Image satellite de la ville de Philadelphie. Sur la base des données de localisation, les scientifiques ont constaté que les zones disposant d'une plus grande mobilité sont également celles où la criminalité augmente. (Image : ©Halina - stock.adobe.com)

Quand et où la criminalité se manifeste-t-elle dans les villes ? Pour répondre à cette question, les criminologues se sont jusqu'à présent appuyés sur des modèles plutôt statiques. La criminalité a été associée à la composition de la population résidente d'un quartier ou à l'utilisation des zones respectives. Jusqu'à présent, on ne savait pas quelle influence la mobilité a sur le développement de la criminalité.

Mais aujourd'hui, des chercheurs de l'ETH Zurich, de l'Université de Cambridge et de l'Université de New York ont pu démontrer pour la première fois que la criminalité est directement liée au nombre de personnes dans une ville, à l'endroit où elles se trouvent et à où elles vont. Cristina Kadar, informaticienne et ancienne doctorante du Mobiliar Lab for Analytics de l'ETH Zurich, a dirigé l'étude. Elle a récemment présenté les résultats lors d'une conférence (virtuelle) sur les sciences sociales computationnelles.

Analyse des flux de mobilité

Les scientifiques ont calculé les flux de mobilité à partir de données de localisation agrégées et anonymisées. Dans leur étude, ils ont utilisé trois ensembles complets de données anonymisées concernant les villes de San Francisco, Chicago et Philadelphie pour les années 2012 et 2013. Ils ont obtenu les informations de la plateforme de localisation Foursquare, qui repose sur des millions de «check-ins», c'est-à-dire des lieux que les utilisateurs ont activement partagés. Avant de mettre les données à la disposition des scientifiques, l'entreprise s'est assurée que les données personnelles et tous les enregistrements des utilisateurs avaient été supprimés.

Dans leur analyse, les scientifiques ont comparé les ensembles de données avec les statistiques de criminalité de la même période, en se concentrant spécifiquement sur les infractions relatives au vol, au vol qualifié, aux agressions, au cambriolage et aux véhicules volés.

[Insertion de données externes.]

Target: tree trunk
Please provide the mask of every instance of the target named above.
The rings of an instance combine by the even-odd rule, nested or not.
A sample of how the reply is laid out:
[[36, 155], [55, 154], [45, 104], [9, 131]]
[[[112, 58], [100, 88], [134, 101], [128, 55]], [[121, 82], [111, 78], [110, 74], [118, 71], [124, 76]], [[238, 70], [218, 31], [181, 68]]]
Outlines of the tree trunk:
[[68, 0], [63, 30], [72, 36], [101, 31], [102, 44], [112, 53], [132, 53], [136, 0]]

Plus d'activité, plus de criminalité

Résultat : plus les données de la plateforme ont montré d'activité pendant un certain temps et dans un certain district, plus les scientifiques ont trouvé d'infractions.

Pour calculer l'«activité», ils ont inclus les enregistrements dans les restaurants, les magasins ou les installations sportives, ainsi que les cas de personnes passant par un district donné entre deux enregistrements. Leurs calculs des trajets entre deux enregistrements se sont basés sur l'hypothèse que les utilisateurs choisissent le chemin le plus court et naviguent en utilisant les voies de circulation existantes.

Le danger se cache sur la route

En fait, ce sont ces trajets intermédiaires qui ont la plus grande influence sur les taux de criminalité. En d'autres termes, la criminalité est plus susceptible de se produire dans les zones que les gens traversent entre deux activités de routine, par exemple sur le chemin du travail aux magasins ou pour participer à des activités de loisirs. Les résultats confirment une théorie populaire de la criminologie selon laquelle les crimes se produisent là où les chemins des auteurs et des victimes se croisent.

«Je suis ravie que nous puissions utiliser des données qui n'ont essentiellement rien à voir avec les infractions pénales pour caractériser de cette manière la criminalité», déclare Cristina Kadar. Jamais auparavant nous n'avons pu démontrer le lien entre la mobilité des personnes et la criminalité d'une manière aussi granulaire en termes de temps et d'espace, explique-t-elle.

Les scientifiques ont également segmenté leur analyse par type d'activité et d'infraction. Il en ressort que davantage de crimes ont été enregistrés dans des lieux et des périodes comportant un grand nombre d'activités de loisirs, mais que ce n'était pas le cas pour les achats, par exemple. En ce qui concerne le type d'infraction commise, les scientifiques ont constaté la relation positive la plus forte avec les vols, et la plus faible avec les cambriolages.

Prévisions également possibles

En outre, ils ont examiné s'il serait possible d'utiliser les données sur la mobilité pour prévoir la criminalité à l'aide du machine learning. Pour ce faire, ils ont formé différents modèles, une fois avec les ensembles de données de Foursquare et une fois seulement avec les données sur les infractions passées. Ensuite, ils ont vérifié l'exactitude des prévisions par rapport aux délits réels enregistrés. Ils ont découvert que les modèles de prédiction alimentés par les données de mobilité étaient nettement plus performants que les prédictions basées sur les délits passés.

Soutien à la recherche

Cristina Kadar voit son étude avant tout comme un moyen de soutenir la recherche. En fournissant des preuves pour la théorie des schémas de criminalité, elle contribue à améliorer la compréhension des origines de la criminalité. Elle estime que son travail démontre également l'utilité du big data pour les sciences sociales computationnelles, mais note que d'autres études sont nécessaires pour valider les résultats avant que les autorités publiques puissent les appliquer à la conception et à la construction de villes plus sûres. En effet, l'analyse doit être réexaminée avec un certain nombre d'ensembles de données différents afin de calibrer tout biais potentiel de la plate-forme. Et bien que les résultats de l'étude puissent être appliqués aux grandes villes, ils pourraient ne pas être pertinents pour les petites villes.